If you answered “yes” to most of these questions, then you’ve probably grown up in Northwest Indiana. Otherwise dubbed as “the Region” and whose residents are largely known as “Region Rats,” and grew up calling it the New Jersey of Chicago. If you answered “yes” more than twice, you will probably like the new Sonny Falls song “Plasma Kids,” which comes out tomorrow via Plastic Miracles (the new imprint Elise Okusami of Oceanator founded).
While you didn’t necessarily have needed to grow up in “the Region” to enjoy the song — or to get anything out of the music of Ryan “Hoagie Wesley” Ensley — it certainly helps. I say this and I know this because I, too, grew up in Northwest Indiana. I grew up with Hoagie. And I saw everything he writes about in this song, and much more that isn’t there but is implicit, buried between the lines.
“Plasma Kids” is an exemplary Sonny Falls song in that it distills everything that’s great about Hoagie’s project into a four-minute piece of music. It’s a song about growing up, about coming of age, and finding your place in the world. But it’s also simultaneously a song about coming to terms with the way you got to where you are now.
It’s about growing up in reverse, a sort of reverse engineering of a childhood. The song is nostalgic in a way that most modern pop music refuses to touch. It’s certainly a personal song, but less a diary entry and more stream of consciousness, like a series of seemingly unrelated vignettes tied together by the admonition “attempt to befriend the kid that’s within you, they’re still in there wondering what’s to come/holding up the weight of all that could be.” Hoagie seems to recognize that although we all grow up, we never really leave our childhoods behind. The people we once were are all still within us, waiting, wondering, hoping, and watching to see who we will become next.
Trying to reconcile everyone you’ve ever been with who you are now is certainly not an easy process, but luckily Sonny Falls is here to help us through. And as the lush strings by Nora Barton and Macie Stewart (Ohmme) swirl around the plaintive yet confident voice of Hoagie singing “we smoked weed out of foil while your dad, sick, wheezed inside…” you get the sense that the personal really is universal: You may never have smoked weed out of tinfoil as a kid and snuck into a garage to look at old FBI murder photographs, but when you hear this story you can easily picture a thousand other similar memories from your own life.

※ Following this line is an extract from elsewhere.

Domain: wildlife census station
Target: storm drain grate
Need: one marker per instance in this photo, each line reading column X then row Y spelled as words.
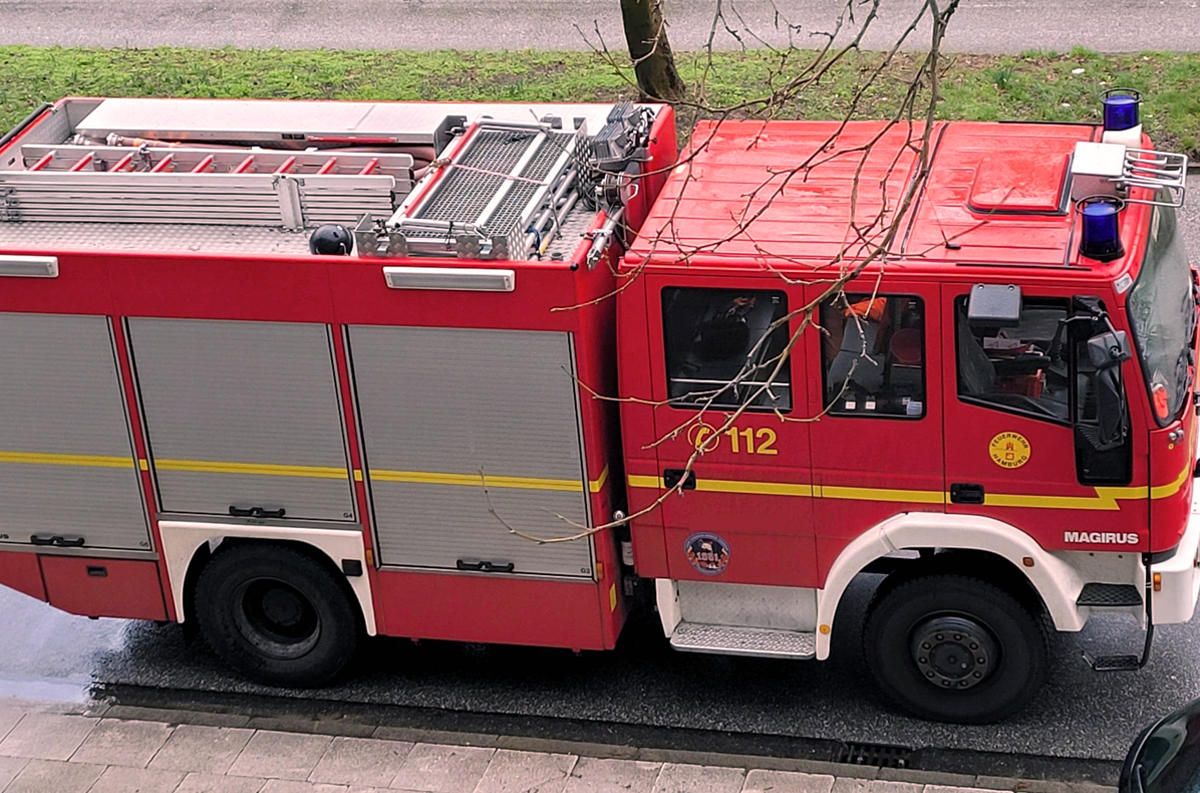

And you know you don’t have to feel alone navigating the perils of aging, especially in a world that seems to be less and less kind by the day. In times like these, you really can’t put a price on companionship. And Sonny Falls is certainly a worthy companion as you move forward, creating new memories to one day wistfully look back on and wish you could go back to. But maybe there will be a voice in your ear, the voice of Hoagie, whispering that the past never really leaves you, and no matter where you may go in life, you never really leave the past.